During the height of the pandemic and unemployed Americans searching for work online, some profiles on job websites would be fake. The number of scammers was rising rapidly, and the U.S. DOJ took to social media to warn everyone what to know and how to report a scam

Clickbait Scams

Often, hackers use FOMO–or the “fear of missing out”–in emails for unsuspecting people to click on a link and accept a virus or anonymous worm into their computer. All it takes is something like, “Don’t miss exclusive backstage pictures from the Beyonce concert!” The bad news is that the email wasn’t from a verified source. 

Tactics of Social Media Scams

If it sounds too good to be true, it may be social media scams.

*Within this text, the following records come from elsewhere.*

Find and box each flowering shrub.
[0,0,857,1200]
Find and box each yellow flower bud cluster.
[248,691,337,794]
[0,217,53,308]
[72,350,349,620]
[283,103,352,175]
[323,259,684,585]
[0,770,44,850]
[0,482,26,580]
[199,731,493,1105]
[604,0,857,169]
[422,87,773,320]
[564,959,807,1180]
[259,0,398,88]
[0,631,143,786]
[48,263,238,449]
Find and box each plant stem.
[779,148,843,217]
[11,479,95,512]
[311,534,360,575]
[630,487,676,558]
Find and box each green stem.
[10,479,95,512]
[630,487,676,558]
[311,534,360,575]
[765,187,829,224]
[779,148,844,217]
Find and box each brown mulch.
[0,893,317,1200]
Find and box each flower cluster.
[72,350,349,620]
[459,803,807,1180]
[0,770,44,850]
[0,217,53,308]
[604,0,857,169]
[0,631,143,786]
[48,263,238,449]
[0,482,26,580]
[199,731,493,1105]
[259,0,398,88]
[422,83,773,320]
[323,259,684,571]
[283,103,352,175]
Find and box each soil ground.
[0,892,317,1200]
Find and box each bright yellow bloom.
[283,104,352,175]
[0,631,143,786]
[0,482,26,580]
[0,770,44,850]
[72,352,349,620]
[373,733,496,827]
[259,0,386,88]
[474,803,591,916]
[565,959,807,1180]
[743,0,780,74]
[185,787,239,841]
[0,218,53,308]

How can shoppers trust websites offering coupons or deals for seasonal gifts found on Facebook posts, TikTok videos, or LinkedIn messages? Beyond Finance asked its cybersecurity leaders for insight to help consumers. They listed seven red flags or warning signs to help identify and ignore holiday social media scams. 

Sales Pressure

Bad users on social media use pressure to get money or personal information. Maybe you have seen the email, “I’m borrowing someone’s email since I’m locked out of my apartment, but I need $5,000 now, or I lose my property. Maybe a gift card?” Does sending a four-figure card to a strange email make sense? Probably not, so slow down and trust your instincts. 

Fraudulent Links

Holiday social media scams exist because other trustful users click on links. In a hoax, a link could involve malware or a virus set to infect a computer and scrape personal information–if not, hold the computer hostage ultimately. If the link is not from a verified source, investigate the destination or don’t click. 

Open-Ended Questions

“Hey, is this you?” or “Hello, how are you?” or “Have you done something like this?” are ways for dark users to appeal to people for unfortunate link clicks. Ignoring that curiosity is all the difference between not falling victim to a scam and losing an account of life savings. If a “friend” sends an overlooked link, that friend will follow up to inquire about interest.  

Easy Money

Most Americans work hard for their money. Holiday social media scams promise money in return for an email, click, or small investment. In short, do nothing for money but get it anyway. There are no guaranteed returns on investment or small exchanges of information for large payouts. Life isn’t like that outside of winning the lottery or attending a game show. 

Unexpected Outreach 

Another bonafide sign of holiday social media scams is an email, direct message or impersonal connection demanding attention. The catch is that the brand, request, or sender has come from nowhere – like a package that ‘can’t be delivered’ or ‘problems with your account.’. Engagement is usually safe if the relationship is expected, such as an exchange for a rewards account. If not, engagement could be a huge mistake. 

Poor Spelling 

Regretfully, AI apps will help users with their unethical intentions. Holiday social media scams typically contain typos, misspelled words, and that “form letter” feel. Things like “Dear Client” or non-sensical greetings are red flags to warn users from becoming prey to another piece of social engineering or corrupt software. 

Forceful Authority

Most people respect authority–teachers, police, or babysitters. A cloaking device for fraud could be a text or email from an authority demanding action. Something like the IRS asking you to get into your file using your social security number. They count on that respect and hope the target doesn’t think twice about would the IRS would do that in the first place. They don’t.